Oliveri then practiced tax, health and environmental law in an administrative capacity in then-Attorney General Joseph I. Lieberman’s office.

Her children quickly discovered that she could only "hear" them if she was looking at their faces. Tiny hands would gently grab the sides of her head and direct her vision.

She started to think seriously about a cochlear implant after her youngest son started school.

"I had qualms. Most people with implants had normal hearing most of their lives. Auditory pathways in their brains were well developed," she said.

Oliveri understood that she would need to build these pathways as an adult. "It wouldn’t be a hearing issue, it would be a brain issue," she said.

After she turned 40 and started to become farsighted she decided it was time for a cochlear implant.

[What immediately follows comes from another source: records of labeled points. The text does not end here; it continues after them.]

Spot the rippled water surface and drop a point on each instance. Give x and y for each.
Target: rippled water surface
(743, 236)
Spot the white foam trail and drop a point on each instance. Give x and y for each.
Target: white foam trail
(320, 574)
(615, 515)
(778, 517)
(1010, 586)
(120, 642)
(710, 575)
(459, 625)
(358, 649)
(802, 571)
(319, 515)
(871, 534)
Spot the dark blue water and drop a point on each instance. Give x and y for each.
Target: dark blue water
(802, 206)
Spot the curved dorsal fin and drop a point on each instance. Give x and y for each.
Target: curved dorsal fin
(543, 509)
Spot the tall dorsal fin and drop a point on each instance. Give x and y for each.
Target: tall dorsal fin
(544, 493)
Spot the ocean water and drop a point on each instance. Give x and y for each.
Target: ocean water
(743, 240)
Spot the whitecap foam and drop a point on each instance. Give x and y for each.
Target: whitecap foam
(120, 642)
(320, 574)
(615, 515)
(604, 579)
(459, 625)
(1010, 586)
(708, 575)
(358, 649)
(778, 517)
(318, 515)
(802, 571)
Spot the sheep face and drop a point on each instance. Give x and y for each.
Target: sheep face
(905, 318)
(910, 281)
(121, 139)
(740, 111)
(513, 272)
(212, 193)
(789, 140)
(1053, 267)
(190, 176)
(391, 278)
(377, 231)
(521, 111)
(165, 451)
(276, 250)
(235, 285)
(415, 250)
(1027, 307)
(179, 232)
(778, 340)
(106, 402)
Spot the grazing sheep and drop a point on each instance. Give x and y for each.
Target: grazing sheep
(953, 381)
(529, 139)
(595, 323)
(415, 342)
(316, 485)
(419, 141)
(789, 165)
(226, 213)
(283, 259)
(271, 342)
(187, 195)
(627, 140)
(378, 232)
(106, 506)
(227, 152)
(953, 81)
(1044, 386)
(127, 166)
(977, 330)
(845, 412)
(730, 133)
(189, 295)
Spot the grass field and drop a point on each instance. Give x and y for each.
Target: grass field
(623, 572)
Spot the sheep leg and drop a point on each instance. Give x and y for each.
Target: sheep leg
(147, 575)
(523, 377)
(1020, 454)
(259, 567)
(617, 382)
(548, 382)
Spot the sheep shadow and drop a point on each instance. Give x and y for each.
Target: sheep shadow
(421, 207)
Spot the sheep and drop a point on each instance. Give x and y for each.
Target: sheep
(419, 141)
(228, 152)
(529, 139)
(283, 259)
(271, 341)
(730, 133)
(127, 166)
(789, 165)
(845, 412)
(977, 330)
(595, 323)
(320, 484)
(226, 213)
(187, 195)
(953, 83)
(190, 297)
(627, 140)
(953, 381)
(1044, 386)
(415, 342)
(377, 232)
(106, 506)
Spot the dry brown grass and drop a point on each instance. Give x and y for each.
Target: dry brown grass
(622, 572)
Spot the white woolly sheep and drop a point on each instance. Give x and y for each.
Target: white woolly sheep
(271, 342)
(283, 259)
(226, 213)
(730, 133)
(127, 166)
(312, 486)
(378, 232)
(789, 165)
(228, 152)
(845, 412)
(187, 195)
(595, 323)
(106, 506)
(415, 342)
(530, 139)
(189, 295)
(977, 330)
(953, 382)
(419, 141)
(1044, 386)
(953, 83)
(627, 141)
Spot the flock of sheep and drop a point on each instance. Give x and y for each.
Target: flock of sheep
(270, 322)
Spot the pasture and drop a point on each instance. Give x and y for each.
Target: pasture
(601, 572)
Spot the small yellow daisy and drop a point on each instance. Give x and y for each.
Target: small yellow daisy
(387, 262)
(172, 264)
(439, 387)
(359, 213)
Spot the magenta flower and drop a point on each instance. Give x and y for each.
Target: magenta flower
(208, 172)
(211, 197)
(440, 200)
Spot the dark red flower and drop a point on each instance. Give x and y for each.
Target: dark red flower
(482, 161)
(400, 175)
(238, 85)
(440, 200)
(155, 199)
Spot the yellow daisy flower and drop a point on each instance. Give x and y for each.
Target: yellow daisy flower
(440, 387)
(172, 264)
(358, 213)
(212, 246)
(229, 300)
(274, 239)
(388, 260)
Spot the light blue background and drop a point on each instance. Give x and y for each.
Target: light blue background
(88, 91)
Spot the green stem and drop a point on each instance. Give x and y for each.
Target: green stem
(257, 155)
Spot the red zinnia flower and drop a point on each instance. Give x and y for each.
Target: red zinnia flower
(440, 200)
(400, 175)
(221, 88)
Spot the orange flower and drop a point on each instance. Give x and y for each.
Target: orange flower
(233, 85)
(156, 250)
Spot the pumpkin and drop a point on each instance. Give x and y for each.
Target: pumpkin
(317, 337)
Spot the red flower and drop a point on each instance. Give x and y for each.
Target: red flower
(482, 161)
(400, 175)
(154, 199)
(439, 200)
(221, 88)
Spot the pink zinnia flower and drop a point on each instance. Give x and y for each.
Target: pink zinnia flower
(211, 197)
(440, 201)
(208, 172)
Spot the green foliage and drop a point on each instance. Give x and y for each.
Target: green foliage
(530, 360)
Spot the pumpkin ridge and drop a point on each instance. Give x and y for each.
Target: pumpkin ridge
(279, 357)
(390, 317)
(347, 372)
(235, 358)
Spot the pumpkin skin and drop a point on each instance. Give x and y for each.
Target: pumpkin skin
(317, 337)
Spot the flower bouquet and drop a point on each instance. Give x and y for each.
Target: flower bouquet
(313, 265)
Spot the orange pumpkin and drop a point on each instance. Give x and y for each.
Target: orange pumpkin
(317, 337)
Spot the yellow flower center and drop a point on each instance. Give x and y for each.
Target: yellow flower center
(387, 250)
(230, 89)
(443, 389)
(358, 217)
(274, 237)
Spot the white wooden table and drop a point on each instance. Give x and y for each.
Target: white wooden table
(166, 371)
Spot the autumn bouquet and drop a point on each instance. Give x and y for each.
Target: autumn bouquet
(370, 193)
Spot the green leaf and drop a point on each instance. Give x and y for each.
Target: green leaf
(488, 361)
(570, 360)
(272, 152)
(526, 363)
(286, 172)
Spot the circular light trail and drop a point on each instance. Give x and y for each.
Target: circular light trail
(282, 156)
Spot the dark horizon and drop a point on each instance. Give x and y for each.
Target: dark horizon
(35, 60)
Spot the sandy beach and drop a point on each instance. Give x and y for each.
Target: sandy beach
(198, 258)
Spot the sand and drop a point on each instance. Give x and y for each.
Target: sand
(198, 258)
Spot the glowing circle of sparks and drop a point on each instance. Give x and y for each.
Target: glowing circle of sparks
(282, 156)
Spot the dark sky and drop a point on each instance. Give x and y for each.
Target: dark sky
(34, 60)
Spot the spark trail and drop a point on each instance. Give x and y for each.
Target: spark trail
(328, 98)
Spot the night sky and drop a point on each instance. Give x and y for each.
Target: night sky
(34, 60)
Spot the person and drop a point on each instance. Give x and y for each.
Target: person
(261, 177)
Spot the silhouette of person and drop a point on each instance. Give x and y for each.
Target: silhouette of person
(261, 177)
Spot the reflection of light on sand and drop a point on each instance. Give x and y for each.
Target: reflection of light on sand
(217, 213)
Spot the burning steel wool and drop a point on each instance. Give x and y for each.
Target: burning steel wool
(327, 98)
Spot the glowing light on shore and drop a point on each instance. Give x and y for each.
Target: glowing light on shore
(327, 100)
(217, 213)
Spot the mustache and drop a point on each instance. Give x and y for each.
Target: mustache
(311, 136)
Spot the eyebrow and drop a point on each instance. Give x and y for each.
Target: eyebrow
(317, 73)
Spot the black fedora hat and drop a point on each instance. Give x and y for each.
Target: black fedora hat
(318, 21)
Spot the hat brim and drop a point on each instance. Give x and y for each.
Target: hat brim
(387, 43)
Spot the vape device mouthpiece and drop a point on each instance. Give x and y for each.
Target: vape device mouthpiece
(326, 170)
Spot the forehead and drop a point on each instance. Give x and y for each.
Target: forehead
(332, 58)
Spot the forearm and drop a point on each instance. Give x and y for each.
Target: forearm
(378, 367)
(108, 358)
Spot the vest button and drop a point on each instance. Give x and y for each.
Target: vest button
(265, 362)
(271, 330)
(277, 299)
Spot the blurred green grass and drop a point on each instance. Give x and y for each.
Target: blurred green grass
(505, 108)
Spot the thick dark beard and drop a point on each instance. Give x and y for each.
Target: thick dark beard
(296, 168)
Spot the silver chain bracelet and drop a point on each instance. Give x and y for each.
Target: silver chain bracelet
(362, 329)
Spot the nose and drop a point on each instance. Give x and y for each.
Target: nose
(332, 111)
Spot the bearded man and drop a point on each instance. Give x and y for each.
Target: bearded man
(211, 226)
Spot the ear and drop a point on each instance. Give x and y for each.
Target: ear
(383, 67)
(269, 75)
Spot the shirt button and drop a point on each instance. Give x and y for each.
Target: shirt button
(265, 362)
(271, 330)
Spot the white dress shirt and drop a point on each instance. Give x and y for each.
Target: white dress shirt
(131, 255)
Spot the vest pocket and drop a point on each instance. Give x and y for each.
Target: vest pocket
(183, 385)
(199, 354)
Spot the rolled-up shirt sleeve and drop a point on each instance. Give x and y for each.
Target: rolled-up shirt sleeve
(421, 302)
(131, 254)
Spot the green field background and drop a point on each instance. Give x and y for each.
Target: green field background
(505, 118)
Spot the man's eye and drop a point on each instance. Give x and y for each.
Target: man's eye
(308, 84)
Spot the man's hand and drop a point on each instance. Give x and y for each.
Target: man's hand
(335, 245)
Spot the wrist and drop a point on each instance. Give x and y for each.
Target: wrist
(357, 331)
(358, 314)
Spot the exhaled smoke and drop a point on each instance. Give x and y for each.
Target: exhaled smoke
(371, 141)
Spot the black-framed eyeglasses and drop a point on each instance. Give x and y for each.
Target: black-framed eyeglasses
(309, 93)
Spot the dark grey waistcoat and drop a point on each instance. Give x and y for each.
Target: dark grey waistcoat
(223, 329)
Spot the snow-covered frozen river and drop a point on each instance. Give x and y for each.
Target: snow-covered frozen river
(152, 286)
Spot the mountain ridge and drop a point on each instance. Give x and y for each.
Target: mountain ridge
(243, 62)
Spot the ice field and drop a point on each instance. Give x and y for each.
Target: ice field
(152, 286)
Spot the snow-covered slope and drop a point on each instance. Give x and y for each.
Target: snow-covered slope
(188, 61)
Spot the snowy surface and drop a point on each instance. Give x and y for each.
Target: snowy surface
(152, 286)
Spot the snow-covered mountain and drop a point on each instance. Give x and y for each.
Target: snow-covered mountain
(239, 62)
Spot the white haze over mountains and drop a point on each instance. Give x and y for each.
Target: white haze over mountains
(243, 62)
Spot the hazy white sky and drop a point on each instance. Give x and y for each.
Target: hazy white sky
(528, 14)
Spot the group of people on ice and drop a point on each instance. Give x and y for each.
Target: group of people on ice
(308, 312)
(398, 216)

"A cochlear implant bypasses the damaged sensory cells to restore hearing to the patient," said Patricia Trautwein, director of education with Advanced Bionics of Boston, a manufacturer of implant components.

"It’s a very tiny, sophisticated, computer. A microphone picks up sound and processes it into digital code and then broadcasts it to the implant," she said.

Like any computer, the cochlear implant’s software can be updated, she said. Cochlear devices are designed to accommodate new hardware and software.

The current generation of implants has 120 channels, or bands, or resolution, Trautwein said.

The actual implant is about 1 inch long and one-twenty-fifth of an inch thick. Babies are born with full-sized cochlea, so a child’s implant does not need to replaced as the skull grows.

The processor, which fits behind the ear, powers the inner workings by inducing electricity magnetically, Trautwein said.

Kveton said that after openings are made in the mastoid bone and cochlea, the curved electrode is gently inserted until it lies over the appropriate receptors. Signals emerge from the implant at points in the cochlea that normally would respond. For example, high-pitched signals are emitted at the high-pitch region of the cochlea.

Since some of the cochlear receptors are still active, and some more so than others, the output of the implant must be adjusted accordingly. This "mapping" is performed about a month after the implant.

The earlier a profoundly deaf child receives implants, the more easily the child will learn to speak. If implants are installed by 12 months of age, talking and language are very close to normal, he said.

The device, surgery and the hospital stay generally costs about $60,000 to $70,000, Kveton said.

Medicare reimbursements barely cover the cost of the implant, meaning that hospitals lose money.

"This will probably become a big issue. There will be more demand as the population ages and hospitals won’t do them anymore," he said.

Oliveri felt lopsided with one implant, and she could not localize sounds. So in 2004 she received another implant.

"I really missed having two ears and sound on both sides of my head. A few people are getting two," she said.

Insurance paid for the surgeries. "With two implants the sum of the whole is greater than the parts," she said.

"I love hearing the birds sing, and the wind in the trees," Oliveri said. "I can hear emotions in people’s voices."